Les résultats ont montré que 36,4 % des établissements ont signalé des cas de rétention d’insuline et 25 % des erreurs de dosage reconnues par des incidents indésirables internes au patient. Ces événements se sont produits lors de l’utilisation de dispositifs passifs. Les établissements pouvaient également préciser leur réponse – l’un d’eux a cité que “le dosage inexact de l’insuline était imputable aux aiguilles de sécurité passives ; pour cette raison, [nous] sommes passés aux aiguilles de sécurité actives,” et “l’accumulation d’insuline a été constatée avec les aiguilles passives… là encore, [nous] avons adopté les aiguilles de sécurité actives pour cette raison.”
La législation laisse le choix entre dispositif actif et passif aux professionnels de santé, même s’il reste difficile d’expliquer la préférence pour le passif. En tant que fabricant des deux catégories, Owen Mumford a commandé en 2020 une évaluation clinique des aiguilles pour stylo sécurisées, recueillant l’avis de professionnels pratiquant des injections d’insuline et consolidant les retours sur ce sujet. Sur la question de la justesse du dosage, 98 % des répondants estimaient maîtriser la délivrance de la dose et 96 % étaient sûrs de délivrer la totalité du médicament sans fuite avec une aiguille de sécurité active. A l’inverse, seuls 59 % se disaient en contrôle avec un dispositif passif, et 41 % se sentaient confiants de délivrer toute la dose sans fuite dans ce cas.
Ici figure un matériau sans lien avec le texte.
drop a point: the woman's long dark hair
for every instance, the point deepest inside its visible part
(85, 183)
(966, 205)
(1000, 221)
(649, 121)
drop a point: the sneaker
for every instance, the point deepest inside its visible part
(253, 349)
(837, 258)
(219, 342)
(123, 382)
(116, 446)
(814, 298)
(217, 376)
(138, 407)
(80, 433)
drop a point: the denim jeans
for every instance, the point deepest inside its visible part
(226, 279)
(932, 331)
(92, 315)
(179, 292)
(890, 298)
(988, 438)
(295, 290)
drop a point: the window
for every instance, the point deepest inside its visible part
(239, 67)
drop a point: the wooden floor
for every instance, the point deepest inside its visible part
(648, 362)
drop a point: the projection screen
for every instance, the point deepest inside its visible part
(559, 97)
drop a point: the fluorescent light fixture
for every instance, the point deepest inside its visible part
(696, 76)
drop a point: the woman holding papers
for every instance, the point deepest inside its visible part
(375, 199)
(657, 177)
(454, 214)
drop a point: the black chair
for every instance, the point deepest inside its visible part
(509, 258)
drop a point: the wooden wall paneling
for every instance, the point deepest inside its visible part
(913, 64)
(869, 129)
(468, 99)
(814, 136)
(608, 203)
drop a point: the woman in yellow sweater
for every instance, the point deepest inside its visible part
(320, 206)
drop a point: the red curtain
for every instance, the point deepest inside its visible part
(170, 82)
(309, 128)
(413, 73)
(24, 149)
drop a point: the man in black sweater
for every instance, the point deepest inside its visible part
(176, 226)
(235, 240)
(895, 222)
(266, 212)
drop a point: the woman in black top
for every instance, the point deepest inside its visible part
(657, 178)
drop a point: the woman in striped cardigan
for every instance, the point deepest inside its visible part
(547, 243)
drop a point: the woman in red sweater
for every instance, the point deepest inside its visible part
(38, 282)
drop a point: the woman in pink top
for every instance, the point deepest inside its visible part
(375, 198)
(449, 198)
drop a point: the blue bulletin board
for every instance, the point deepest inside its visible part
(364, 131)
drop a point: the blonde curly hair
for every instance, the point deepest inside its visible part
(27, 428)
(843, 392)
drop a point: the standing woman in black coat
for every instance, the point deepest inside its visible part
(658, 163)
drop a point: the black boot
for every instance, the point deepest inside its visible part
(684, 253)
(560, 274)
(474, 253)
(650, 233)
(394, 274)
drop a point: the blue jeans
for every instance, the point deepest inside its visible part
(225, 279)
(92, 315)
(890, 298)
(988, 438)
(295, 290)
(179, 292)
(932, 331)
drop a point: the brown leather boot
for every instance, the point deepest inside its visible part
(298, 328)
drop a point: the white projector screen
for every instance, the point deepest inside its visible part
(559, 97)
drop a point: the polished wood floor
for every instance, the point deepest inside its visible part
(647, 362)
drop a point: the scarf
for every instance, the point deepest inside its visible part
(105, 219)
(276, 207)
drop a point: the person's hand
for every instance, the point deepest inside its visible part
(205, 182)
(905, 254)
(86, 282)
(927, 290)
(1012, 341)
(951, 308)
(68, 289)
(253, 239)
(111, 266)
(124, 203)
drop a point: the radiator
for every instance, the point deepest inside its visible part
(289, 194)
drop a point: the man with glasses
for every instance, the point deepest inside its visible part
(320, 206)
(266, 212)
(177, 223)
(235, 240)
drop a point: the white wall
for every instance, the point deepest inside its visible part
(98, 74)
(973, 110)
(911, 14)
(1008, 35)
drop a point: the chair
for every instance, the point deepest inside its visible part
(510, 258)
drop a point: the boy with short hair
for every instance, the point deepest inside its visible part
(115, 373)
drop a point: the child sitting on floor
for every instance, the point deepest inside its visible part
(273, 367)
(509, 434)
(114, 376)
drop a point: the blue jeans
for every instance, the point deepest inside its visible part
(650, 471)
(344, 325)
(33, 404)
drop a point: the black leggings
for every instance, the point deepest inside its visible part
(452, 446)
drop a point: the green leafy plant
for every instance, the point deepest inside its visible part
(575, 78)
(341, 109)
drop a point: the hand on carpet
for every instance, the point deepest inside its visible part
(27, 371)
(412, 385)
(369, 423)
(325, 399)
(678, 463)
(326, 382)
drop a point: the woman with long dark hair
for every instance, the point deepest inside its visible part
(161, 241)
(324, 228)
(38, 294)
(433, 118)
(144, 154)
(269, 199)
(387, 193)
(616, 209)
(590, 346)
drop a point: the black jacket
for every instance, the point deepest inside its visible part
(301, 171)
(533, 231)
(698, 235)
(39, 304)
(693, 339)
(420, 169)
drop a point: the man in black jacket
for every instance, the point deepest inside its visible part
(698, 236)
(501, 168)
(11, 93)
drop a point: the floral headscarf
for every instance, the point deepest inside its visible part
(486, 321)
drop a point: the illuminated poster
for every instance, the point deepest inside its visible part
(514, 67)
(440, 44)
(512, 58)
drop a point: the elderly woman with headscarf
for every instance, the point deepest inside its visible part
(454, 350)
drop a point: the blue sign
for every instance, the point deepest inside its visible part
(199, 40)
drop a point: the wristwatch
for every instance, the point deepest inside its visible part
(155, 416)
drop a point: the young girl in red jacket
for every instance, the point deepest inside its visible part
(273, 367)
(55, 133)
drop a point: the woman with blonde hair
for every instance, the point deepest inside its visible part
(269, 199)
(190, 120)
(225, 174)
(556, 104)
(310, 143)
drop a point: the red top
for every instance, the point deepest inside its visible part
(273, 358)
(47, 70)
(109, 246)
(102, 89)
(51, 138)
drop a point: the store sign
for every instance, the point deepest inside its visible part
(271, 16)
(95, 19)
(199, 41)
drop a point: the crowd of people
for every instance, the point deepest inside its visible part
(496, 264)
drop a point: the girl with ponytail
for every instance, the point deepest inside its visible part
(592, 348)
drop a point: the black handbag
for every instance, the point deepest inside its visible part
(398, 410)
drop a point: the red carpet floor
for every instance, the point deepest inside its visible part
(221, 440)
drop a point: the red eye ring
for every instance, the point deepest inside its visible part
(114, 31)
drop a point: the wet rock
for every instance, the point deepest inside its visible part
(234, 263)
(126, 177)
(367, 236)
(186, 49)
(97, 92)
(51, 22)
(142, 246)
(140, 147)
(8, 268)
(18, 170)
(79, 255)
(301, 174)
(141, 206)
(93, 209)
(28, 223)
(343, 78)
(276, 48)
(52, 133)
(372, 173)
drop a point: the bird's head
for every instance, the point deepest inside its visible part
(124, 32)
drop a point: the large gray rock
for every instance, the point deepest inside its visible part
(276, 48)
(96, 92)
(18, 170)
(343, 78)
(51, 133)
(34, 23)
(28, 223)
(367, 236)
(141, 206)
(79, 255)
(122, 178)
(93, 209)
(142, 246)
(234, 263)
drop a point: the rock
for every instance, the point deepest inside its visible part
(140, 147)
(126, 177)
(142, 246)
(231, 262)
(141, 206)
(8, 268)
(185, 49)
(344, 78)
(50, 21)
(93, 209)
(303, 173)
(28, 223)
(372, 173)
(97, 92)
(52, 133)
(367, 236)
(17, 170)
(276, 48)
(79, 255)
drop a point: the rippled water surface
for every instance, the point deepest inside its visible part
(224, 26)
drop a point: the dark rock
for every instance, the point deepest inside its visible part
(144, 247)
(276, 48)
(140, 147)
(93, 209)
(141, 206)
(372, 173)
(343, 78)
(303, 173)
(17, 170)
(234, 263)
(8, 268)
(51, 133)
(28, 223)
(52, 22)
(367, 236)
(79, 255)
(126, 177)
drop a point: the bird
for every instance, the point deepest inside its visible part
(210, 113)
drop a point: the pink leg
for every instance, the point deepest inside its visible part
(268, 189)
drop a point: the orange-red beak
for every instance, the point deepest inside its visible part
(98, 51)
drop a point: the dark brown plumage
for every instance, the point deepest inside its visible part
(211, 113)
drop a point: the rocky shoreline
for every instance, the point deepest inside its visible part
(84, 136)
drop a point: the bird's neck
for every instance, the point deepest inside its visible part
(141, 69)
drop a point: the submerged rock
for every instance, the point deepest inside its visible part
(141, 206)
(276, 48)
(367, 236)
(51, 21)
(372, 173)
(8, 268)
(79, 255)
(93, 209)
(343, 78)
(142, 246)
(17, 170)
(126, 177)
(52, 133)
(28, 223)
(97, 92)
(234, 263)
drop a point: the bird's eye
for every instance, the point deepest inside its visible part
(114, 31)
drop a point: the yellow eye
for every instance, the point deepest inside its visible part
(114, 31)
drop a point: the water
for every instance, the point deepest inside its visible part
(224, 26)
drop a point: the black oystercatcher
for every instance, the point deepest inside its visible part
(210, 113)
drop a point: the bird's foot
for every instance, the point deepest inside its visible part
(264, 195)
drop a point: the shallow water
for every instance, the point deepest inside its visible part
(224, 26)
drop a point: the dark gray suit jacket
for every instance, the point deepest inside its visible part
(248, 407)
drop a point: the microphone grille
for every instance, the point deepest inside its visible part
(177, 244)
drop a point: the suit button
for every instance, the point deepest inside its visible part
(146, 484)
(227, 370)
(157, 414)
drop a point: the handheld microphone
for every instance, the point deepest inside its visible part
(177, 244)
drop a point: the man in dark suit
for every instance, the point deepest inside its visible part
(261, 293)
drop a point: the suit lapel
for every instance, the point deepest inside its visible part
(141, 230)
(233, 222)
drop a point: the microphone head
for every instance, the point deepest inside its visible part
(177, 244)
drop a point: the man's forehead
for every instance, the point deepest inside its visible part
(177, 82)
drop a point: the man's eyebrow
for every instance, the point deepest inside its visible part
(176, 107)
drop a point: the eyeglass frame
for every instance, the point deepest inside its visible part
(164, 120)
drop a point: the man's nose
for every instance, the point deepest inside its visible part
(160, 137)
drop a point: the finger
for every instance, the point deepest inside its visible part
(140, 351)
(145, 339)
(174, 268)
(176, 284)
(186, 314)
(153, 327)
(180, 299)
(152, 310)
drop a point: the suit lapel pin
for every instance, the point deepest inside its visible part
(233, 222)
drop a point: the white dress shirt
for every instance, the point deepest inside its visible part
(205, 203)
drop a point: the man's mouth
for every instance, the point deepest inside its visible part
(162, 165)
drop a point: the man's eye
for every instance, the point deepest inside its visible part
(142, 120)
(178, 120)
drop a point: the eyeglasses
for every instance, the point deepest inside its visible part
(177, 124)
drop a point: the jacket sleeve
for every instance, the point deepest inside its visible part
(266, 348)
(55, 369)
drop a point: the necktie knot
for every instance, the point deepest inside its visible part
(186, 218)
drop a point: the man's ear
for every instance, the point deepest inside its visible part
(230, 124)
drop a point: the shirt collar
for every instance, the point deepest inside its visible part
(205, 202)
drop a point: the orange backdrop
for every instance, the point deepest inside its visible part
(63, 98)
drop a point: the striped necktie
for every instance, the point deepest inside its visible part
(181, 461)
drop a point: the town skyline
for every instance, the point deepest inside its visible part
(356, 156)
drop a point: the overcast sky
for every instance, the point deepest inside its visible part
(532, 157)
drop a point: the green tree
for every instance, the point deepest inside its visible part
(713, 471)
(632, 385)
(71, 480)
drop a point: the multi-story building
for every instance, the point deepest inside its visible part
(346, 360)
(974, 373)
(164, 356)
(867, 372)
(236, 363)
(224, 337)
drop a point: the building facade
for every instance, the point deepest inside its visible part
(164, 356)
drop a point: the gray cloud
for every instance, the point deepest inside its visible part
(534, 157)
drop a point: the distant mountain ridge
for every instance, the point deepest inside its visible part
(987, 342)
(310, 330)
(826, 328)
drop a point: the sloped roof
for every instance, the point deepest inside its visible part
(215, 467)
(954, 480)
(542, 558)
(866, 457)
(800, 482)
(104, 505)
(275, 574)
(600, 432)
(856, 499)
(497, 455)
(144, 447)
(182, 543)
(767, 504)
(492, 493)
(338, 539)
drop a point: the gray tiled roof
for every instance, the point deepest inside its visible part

Les recherches de MindMetre soulignent que, comme dans nombre de situations cliniques, l’expérience d’injection du patient est aussi cruciale que celle du professionnel. L’innovation pour limiter les risques de NSI est essentielle, notamment à cause des exigences légales, mais un dosage précis l’est tout autant pour la santé du patient. L’évaluation d’Owen Mumford montre que l’aiguille de sécurité active inspire davantage confiance dans la délivrance complète, ce que viennent appuyer les établissements ayant commenté l’étude de MindMetre et ayant eux-mêmes effectué ce changement. De même, certains problèmes liés au risque de piqûre accidentelle pourraient être réduits avec un dispositif passif – à condition qu’aucune difficulté de délivrance d’insuline n’apparaisse après ce choix.
L’essentiel est donc de concilier sécurité et maîtrise afin d’offrir une expérience d’injection respectueuse des besoins des soignants et des patients. Cela passe par une évaluation continue des performances et de la réussite des dispositifs actuels, pour s’assurer qu’ils répondent aux standards et agir en conséquence si ce n’est pas le cas.